I play with 'em all, while they're free and right there in a text box! But the only ones I've ever run locally are Meta's. I look forward to trying DeepSeek's. I will only really be comfortable with them when they are running under infrastructure I control (and not showing me ads).
Because tech has proven so oligarchical, so susceptible to absolute domination. Meta doesn't dispute the centrality of AI, so they fear a clear winner will eat their lunch at everything else. (You can see from their a bit silly experiments they think AI has important social media applications.)
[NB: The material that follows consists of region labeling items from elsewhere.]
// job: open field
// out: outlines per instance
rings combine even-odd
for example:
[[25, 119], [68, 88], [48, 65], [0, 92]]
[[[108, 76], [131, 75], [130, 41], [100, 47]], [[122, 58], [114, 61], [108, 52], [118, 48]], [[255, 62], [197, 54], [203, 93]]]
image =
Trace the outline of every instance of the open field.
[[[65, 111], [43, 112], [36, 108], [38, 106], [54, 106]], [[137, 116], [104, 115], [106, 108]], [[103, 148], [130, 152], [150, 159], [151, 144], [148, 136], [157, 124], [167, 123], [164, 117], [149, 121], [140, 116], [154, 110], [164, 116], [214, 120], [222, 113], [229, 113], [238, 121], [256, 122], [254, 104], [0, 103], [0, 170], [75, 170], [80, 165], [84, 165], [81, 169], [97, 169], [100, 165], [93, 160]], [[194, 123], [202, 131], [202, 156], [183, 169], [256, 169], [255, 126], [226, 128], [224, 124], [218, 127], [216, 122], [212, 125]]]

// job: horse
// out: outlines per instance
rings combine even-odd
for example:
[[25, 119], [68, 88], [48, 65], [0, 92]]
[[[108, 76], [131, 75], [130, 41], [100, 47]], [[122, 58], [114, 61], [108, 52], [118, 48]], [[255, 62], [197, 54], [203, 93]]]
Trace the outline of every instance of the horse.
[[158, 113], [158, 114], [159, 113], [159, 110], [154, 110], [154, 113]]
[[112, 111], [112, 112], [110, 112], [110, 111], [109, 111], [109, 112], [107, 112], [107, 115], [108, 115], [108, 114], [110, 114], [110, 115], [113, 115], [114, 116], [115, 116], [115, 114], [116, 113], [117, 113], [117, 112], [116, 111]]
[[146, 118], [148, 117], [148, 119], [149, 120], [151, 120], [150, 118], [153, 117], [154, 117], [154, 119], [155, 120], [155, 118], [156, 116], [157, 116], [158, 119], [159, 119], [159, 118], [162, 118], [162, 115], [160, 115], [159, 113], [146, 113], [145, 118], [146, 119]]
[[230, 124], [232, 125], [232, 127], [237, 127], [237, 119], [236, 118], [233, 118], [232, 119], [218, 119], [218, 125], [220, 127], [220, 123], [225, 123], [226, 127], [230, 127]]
It's a really good thing, though. The only I-gotta-hand-it I have for Meta. Linus Torvalds famously described the point of Linux not as "creating financial value" but sucking that value out of operating systems. If he hadn't, we'd all be paying exorbitant taxes to Microsoft and some commercial UNIX.
I've thought Meta's strategy was defense, to prevent too much value accruing in generative AI, because they felt like they were not to be in a position to become a market leader. If that's right, DeepSeek's intervention is a high-five.
i think we should commit to $2T Made-In-America AI capex, just to prove to China we can't be bowed. Galaxygate, mofos.